La forêt est au loup, ce que le panier est au chien, un monde.
Liliput
Montre en main, je fais le tour Bulle-L’Etivaz-Les Mosses afin de savoir si je serai assez isolé là-bas, sur le haut. La route est serrée, bancale, les glissières sont proches. Rossinière est dans le trou, après quoi le paysage se dresse. A la sortie de la forêt, c’est le plateau de La Lécherette: j’aime — une endroit abstrait, non-situé. Sapins noirs, plaine claire. Des mamans poussent des traîneaux sur de la mauvaise neige, emmitouflés les gosses s’appliquent pour réussir leurs premières descentes. Avant Les Mosses, je met la Dacia dans le talus et tire de ma poche les annonces de maisons en vente. Comme il se doit, les renseignements sont imprécis. Sur la photo, une rivière, peut-être un ruisseau. Les colonies de vacances, les cars fumeurs et les randonneurs cachent l’accès, bref, je ne trouve pas, et me voici au Sépey, village que j’ai décrit en 1999 dans Trois divagations sur le Mont Arto. Je ne sais plus ce que j’en disais, qui devait être romantique, aidé que j’étais par l’effort de gravir la côte sur mon vélo à sacoches, mais je le trouve cet après-midi aussi vaudois que primitif, et Suisse, qu’on en juge: tandis que je cherche la “belle maison à façade bernoise de 1777 qui vous enchantera”, un policier bedonnant sort du poste de police central, amende deux voitures.

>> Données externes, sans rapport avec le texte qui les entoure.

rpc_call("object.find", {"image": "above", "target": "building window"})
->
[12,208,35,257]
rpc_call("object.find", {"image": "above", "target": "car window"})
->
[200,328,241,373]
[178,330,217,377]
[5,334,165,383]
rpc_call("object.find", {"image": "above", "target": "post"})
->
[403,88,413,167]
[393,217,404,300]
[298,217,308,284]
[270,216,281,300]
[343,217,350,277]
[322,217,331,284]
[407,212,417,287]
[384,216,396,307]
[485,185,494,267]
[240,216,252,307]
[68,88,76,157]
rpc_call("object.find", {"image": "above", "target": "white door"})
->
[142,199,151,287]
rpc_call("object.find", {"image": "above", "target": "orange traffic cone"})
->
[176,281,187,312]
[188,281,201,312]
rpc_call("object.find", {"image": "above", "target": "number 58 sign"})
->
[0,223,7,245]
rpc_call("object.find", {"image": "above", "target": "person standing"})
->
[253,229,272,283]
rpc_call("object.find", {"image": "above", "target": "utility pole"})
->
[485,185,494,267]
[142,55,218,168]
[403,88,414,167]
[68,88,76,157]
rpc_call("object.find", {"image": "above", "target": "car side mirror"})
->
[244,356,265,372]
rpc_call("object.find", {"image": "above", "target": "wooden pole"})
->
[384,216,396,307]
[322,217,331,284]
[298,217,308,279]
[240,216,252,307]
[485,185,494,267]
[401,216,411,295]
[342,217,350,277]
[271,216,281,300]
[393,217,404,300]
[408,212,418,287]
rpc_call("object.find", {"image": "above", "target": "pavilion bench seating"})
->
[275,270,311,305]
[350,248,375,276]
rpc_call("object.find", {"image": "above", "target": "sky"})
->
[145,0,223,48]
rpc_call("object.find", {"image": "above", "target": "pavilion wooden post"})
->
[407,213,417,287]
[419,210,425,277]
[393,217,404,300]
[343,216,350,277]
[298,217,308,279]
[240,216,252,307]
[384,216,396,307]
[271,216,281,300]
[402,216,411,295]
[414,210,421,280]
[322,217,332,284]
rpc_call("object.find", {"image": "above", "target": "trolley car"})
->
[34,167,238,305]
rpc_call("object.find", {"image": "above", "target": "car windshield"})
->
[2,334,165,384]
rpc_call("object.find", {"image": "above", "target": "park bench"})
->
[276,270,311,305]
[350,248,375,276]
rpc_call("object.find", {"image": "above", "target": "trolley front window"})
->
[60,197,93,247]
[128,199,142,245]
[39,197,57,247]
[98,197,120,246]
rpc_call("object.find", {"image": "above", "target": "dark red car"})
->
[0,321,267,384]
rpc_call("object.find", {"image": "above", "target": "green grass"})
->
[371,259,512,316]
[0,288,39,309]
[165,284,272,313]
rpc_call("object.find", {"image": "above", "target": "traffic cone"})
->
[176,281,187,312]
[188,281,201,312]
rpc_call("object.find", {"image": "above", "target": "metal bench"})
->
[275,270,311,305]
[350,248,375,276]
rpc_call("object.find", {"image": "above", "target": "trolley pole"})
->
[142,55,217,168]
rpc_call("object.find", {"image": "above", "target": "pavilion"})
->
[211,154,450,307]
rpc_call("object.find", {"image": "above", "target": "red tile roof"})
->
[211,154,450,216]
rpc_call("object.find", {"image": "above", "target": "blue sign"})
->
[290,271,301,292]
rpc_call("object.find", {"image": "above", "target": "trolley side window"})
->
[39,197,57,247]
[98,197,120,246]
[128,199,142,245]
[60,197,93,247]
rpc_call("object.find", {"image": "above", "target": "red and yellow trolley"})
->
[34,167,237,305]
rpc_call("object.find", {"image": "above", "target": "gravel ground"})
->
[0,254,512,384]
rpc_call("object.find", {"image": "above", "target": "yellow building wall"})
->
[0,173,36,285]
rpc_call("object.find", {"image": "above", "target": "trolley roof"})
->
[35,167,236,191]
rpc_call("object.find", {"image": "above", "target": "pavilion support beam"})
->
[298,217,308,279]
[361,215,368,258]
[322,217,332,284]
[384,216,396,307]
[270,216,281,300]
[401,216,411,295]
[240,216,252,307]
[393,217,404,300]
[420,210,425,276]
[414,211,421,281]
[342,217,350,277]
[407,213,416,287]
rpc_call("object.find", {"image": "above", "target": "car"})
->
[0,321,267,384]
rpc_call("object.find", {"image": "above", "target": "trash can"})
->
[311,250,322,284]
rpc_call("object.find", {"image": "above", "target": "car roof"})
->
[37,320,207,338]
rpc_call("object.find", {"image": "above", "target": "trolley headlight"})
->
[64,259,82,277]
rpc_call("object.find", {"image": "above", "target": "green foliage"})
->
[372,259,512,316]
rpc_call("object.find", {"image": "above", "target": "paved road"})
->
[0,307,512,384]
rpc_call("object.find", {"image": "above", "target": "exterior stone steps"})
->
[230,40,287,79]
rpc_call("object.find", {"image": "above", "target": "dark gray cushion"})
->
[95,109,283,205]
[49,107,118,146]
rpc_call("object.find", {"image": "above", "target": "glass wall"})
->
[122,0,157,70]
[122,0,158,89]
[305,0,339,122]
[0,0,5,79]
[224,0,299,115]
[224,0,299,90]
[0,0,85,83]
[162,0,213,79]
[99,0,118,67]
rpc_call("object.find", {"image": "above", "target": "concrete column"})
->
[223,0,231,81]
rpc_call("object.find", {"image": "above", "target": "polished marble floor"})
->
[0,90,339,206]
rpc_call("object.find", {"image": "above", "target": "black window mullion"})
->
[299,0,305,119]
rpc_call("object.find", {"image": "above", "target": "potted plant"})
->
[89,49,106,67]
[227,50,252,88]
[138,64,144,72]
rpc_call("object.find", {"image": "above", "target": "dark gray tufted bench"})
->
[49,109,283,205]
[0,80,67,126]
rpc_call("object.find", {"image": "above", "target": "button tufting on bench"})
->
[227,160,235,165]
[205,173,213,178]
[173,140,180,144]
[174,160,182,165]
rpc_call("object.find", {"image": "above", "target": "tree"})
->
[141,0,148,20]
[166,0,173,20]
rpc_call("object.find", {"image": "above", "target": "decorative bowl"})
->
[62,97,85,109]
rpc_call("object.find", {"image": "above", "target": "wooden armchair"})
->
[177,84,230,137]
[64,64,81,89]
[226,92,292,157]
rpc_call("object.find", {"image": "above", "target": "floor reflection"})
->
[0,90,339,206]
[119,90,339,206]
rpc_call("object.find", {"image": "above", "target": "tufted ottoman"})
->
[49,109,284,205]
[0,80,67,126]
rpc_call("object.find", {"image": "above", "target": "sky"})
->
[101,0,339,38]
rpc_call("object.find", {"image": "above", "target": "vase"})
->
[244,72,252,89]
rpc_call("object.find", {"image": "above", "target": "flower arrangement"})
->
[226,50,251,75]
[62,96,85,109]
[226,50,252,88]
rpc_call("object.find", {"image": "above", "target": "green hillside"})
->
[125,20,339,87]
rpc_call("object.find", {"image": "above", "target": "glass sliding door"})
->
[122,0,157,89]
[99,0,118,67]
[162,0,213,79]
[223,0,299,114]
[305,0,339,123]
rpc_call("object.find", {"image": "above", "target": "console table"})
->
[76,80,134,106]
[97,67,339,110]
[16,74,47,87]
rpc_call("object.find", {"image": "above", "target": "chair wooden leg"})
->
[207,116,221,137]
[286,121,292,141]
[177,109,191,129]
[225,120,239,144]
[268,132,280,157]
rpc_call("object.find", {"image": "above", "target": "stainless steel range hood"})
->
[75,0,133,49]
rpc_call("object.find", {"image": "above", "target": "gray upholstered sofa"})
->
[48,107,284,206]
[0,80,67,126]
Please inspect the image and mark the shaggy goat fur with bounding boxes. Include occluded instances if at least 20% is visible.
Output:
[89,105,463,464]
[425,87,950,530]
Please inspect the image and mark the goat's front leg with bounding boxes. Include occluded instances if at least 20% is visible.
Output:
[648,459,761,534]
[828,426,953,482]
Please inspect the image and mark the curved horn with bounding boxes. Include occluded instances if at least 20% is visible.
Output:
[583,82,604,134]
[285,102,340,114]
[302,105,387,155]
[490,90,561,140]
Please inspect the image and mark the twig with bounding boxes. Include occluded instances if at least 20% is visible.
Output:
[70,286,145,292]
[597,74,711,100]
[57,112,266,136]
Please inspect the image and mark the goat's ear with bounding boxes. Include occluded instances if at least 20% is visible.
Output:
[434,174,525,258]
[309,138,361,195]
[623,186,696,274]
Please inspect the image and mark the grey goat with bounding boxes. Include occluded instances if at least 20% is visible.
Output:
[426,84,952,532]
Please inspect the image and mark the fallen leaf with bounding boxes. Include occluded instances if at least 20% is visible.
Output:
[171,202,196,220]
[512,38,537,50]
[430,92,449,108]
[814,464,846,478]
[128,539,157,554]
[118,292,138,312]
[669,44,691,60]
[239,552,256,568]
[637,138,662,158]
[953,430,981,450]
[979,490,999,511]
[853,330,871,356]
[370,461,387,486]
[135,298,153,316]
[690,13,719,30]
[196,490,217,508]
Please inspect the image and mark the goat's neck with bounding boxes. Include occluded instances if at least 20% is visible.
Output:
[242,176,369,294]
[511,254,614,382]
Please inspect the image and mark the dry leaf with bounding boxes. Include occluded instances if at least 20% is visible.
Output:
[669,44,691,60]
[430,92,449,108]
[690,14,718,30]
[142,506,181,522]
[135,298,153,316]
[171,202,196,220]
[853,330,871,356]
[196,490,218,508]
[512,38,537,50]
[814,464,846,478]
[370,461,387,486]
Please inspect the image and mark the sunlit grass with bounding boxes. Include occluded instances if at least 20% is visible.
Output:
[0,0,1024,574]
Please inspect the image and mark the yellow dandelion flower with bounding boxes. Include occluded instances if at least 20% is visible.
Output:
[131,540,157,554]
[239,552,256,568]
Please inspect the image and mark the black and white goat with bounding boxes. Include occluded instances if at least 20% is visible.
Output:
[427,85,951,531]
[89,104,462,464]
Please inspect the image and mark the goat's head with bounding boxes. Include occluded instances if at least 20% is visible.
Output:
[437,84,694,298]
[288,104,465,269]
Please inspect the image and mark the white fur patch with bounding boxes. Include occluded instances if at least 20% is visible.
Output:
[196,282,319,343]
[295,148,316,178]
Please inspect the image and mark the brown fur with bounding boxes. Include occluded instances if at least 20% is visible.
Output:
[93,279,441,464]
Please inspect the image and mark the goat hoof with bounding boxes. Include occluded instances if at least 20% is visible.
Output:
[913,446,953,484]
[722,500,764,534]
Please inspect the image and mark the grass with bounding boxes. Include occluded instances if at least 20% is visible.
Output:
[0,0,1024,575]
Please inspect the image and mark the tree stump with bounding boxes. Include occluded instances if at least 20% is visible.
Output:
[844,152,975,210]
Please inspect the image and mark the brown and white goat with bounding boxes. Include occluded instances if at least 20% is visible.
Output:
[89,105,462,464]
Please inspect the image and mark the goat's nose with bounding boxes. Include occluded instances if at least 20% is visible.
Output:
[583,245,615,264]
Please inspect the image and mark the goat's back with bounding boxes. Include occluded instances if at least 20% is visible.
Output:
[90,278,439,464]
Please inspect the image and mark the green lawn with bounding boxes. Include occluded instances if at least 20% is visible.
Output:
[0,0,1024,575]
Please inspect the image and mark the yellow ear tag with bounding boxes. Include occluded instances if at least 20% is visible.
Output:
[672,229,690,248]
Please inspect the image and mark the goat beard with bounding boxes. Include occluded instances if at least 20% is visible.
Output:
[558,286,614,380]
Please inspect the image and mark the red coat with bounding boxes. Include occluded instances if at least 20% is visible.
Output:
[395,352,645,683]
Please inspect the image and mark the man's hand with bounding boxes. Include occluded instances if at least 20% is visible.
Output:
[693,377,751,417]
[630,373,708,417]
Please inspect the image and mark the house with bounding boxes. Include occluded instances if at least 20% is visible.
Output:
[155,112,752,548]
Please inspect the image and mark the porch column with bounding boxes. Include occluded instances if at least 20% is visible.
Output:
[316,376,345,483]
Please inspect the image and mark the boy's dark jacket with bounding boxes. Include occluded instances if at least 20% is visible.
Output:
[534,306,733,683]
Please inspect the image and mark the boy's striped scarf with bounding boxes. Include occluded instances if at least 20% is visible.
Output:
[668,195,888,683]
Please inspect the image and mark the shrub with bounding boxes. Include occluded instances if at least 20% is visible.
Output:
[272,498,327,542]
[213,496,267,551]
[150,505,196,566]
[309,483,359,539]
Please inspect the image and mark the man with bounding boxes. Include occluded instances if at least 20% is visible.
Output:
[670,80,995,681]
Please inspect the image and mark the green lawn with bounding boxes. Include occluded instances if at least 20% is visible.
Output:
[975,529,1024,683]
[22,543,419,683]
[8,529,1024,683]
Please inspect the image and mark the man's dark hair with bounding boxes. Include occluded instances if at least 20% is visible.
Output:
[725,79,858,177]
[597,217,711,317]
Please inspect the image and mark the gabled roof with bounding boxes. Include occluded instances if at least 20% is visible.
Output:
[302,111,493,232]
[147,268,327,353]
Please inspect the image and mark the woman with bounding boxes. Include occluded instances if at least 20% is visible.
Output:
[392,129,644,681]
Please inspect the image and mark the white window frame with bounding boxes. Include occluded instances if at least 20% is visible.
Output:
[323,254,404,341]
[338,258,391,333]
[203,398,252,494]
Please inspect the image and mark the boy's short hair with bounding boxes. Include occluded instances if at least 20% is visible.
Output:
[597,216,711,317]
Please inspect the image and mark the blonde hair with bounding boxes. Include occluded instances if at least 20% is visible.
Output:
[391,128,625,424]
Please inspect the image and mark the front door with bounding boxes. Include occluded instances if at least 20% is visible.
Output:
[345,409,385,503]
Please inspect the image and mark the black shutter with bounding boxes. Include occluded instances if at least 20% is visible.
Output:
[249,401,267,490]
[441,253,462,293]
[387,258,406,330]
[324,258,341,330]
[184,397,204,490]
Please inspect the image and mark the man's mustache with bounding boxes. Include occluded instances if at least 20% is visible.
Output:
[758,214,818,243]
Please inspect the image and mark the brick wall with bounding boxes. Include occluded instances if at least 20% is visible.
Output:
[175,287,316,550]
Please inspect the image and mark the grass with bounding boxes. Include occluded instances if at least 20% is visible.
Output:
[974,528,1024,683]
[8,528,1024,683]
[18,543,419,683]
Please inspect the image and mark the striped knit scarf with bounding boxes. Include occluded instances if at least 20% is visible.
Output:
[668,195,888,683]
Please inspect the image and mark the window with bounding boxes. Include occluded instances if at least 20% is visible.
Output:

Or, nous sommes dimanche. Plus tard, je suis chez Monfrère, à boire et écouter sur son tourne-disque fraîchement acquis, des 45t de Discharge, Crass, GBH… et Liliput, le groupe de bernoises, toujours aussi solide trente ans après publication.
Leibnitien
Eh bien, nous allons à Malaga, dans un hôtel, sur la plage, à quelques mètres de l’ancien domicile, mais ce qui est drôle, c’est la raison de ce déplacement (du moins pour Gala): elle a gardé le contact d’une dame qui possède une machine chinoise HUFI capable de traiter les plis du visage- rendez-vous est pris.
Accès à la nourriture
Nos supermarchés suisses sont la matérialisation du cauchemar social que nous vivons: prix vexatoires, hygiénisme, monopole, mélange racial et linguistique (à l’instant une anglophone demandait comment faire pour les sacs poubelle, cette science d’Etat) et castration: nul n’ose plus regarder, parler, agir, croulant sous le fardeau de la mauvaise conscience et, en effet, chacun de nous est responsable et, du fait de l’emmurement dans le silence, plutôt deux fois qu’une.
Lois sexuelles
Odieux puritanisme d’origine américaine, apanage des Blancs dégénérés, qui permet de déboulonner, autrefois outre-Atlantique, aujourd’hui sur les territoires non anglo-saxons, toute personne qui agit en marge de la norme (soit l’hétérosexualité religieusement encadrée ou son contraire, l’homosexualité de propagande).
Altitude
Dans l’arrière-boutique, à Lausanne, installé au milieu du stock d’affiches. Gala va et vient, encore faible, récemment sortie d’hôpital. Nous pique-niquons sur un carton retourné. J’ai en tête d’acheter un chalet alpestre. Il le faut dans un endroit reculé et peu prestigieux, loin des skieurs, sur terrain plat. Je cherche dans le secteur Col des Mosses, Lac d’Hongrin. L’autre recherche, informatique, porte sur ce que nous allons faire ces prochains jours, aller à Malaga ou chez moi, à Agrabuey. Où j’aboutirai de toute manière, les cactus n’ayant pas été arrosés depuis deux mois et la Dodge, posée au centre du village, ayant été rappelée par le constructeur (soit deux mil deux cent kilomètres pour arroser et vérifier je ne sais quel bouton du tableau de bord — cela en passant par la France, pays de tous les dangers). Séparément, début de carrière de “H+, Vers une civilisation 0.0”: un articulet dans Le Monde, un entretien radio grand format; pas encore de démolisseur faisant le procès du livre ou de partisan passionnel (l’essai ne se lit pas en une heure).